On June 28, 2010, the Supreme Court decided Free Enterprise Fund v. Public Company Accounting Oversight Board, No. 08-861, holding that a statutory provision allowing the Securities and Exchange Commission ("SEC") to remove members of the Public Company Accounting Oversight Board ("PCAOB" or "the Board"), which the SEC appoints, only for "good cause" violates constitutional principles of separation of powers but that appointment of the Board's members by the SEC does not violate the Constitution's Appointments Clause.
The PCAOB, which was created by the Sarbanes-Oxley Act of 2002, exercises wide regulatory authority over accounting firms that audit public companies. The Board's members are appointed by the SEC, which is responsible for oversight of the Board, but the statute also provides that the SEC may remove Board members only for "good cause shown" and defines the concept of "good cause" quite narrowly. Members of the SEC, in turn, may be removed by the President only for "inefficiency, neglect of duty, or malfeasance in office."
The PCAOB inspected an accounting firm that is a member of the Free Enterprise Fund ("Fund"), issued a report critical of the firm's auditing procedures, and began a formal investigation. The firm and the Fund sued the Board, seeking a declaratory judgment that the limitations on removal of the Board's members unconstitutionally insulated them from presidential control. The fund also sought a declaration that the members' appointment by the SEC violated the Appointments Clause of the Constitution because they were appointed neither by the president nor by the "head" of a "department." The district court granted summary judgment for the Board, and the Court of Appeals for the District of Columbia Circuit affirmed, rejecting both challenges to the Board's validity.
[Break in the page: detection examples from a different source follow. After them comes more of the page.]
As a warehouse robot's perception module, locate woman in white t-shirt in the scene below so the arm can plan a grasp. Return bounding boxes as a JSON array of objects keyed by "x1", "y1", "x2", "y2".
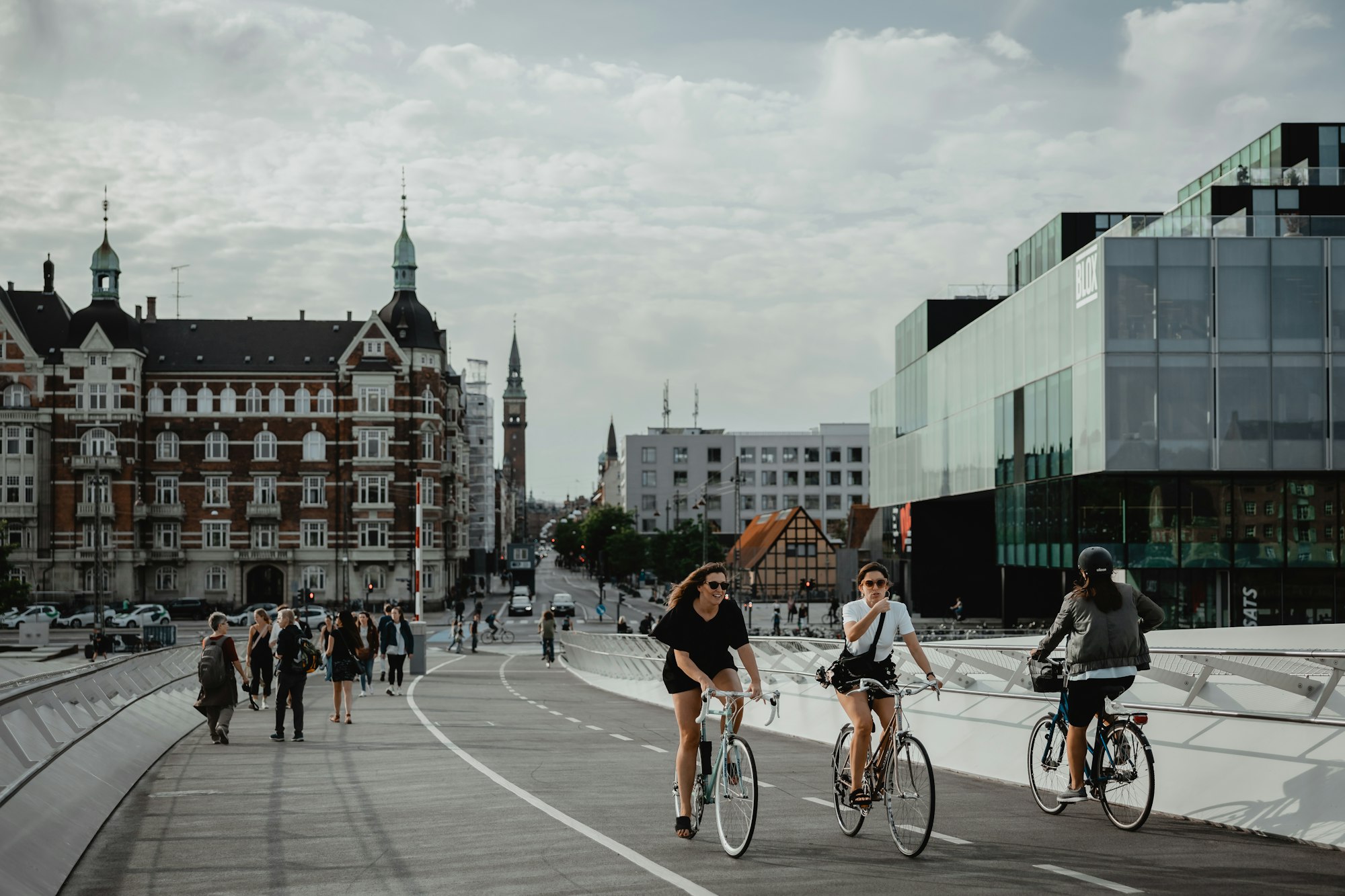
[{"x1": 834, "y1": 564, "x2": 942, "y2": 809}]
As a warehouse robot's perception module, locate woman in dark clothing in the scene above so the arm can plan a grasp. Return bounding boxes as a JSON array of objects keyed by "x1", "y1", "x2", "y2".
[
  {"x1": 654, "y1": 564, "x2": 761, "y2": 838},
  {"x1": 247, "y1": 610, "x2": 276, "y2": 709},
  {"x1": 327, "y1": 610, "x2": 359, "y2": 725}
]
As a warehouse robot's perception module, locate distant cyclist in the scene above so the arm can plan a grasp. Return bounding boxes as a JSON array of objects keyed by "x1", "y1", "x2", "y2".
[
  {"x1": 1032, "y1": 548, "x2": 1163, "y2": 803},
  {"x1": 831, "y1": 564, "x2": 942, "y2": 809},
  {"x1": 654, "y1": 564, "x2": 761, "y2": 838}
]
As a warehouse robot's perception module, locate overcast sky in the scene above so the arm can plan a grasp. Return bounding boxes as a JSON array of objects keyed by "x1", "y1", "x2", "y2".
[{"x1": 0, "y1": 0, "x2": 1345, "y2": 498}]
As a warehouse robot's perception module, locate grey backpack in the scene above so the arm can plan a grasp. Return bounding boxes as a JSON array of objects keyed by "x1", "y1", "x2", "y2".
[{"x1": 196, "y1": 638, "x2": 229, "y2": 689}]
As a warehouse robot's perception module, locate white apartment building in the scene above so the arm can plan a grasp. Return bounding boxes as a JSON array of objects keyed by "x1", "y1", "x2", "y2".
[{"x1": 604, "y1": 423, "x2": 869, "y2": 533}]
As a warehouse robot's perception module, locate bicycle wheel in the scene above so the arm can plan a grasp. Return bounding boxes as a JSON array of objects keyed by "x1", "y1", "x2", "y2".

The Supreme Court reversed. It first rejected the government's argument that challenges to the validity of the PCAOB's composition must first be brought to the Board itself, with review by appeal from a Board order imposing sanctions. Requiring a plaintiff to incur a sanction to test a law's validity, the Court said, would provide no "meaningful" avenue of relief. The Fund's constitutional claims lay outside the competence and expertise of either the PCAOB or the SEC, and they required no technical considerations of agency policy.
Turning to the merits, the Court held, first, that the double level of limitations on removal of PCAOB members contravenes separation of powers principles. According to those principles, the president is empowered to keep executive officers of the government accountable by the ability to remove them from office. Although previous cases (which the Court noted it was not reconsidering) have held that this removal power may be limited in the case of "independent agencies," no precedent exists for the statutory arrangement here, which provides two levels of restriction on the president's power. That arrangement unconstitutionally interferes with the president's ability to ensure that the laws are faithfully executed by the Board, and it makes the president less accountable for the misconduct of Board members. The Court therefore struck down the provision of the Sarbanes-Oxley Act requiring the SEC to find "good cause" for removing members of the PCAOB. They now may be removed by the SEC at will.
The Court rejected, however, the Fund's argument that appointment of PCAOB members by the SEC violated the Appointments Clause. The members are "inferior Officers" whose appointment the Constitution permits Congress to assign to "Heads of Departments." The Court held that the SEC is a department for this purpose and that the entire SEC—not just its chair—is the head of the department.
Based on these holdings, the Court concluded that a broad injunction against continued operation of the PCAOB was not appropriate. The Fund and its members are entitled only to "declaratory relief sufficient to ensure that the reporting requirements and auditing standards to which they are subject will be enforced only by a constitutional agency accountable to the Executive." The Court left it to the lower courts to fashion such relief.
Chief Justice Roberts delivered the opinion of the Court, in which Justices Scalia, Kennedy, Thomas, and Alito joined. Justice Breyer filed a dissenting opinion in which Justices Stevens, Ginsburg, and Sotomayor joined.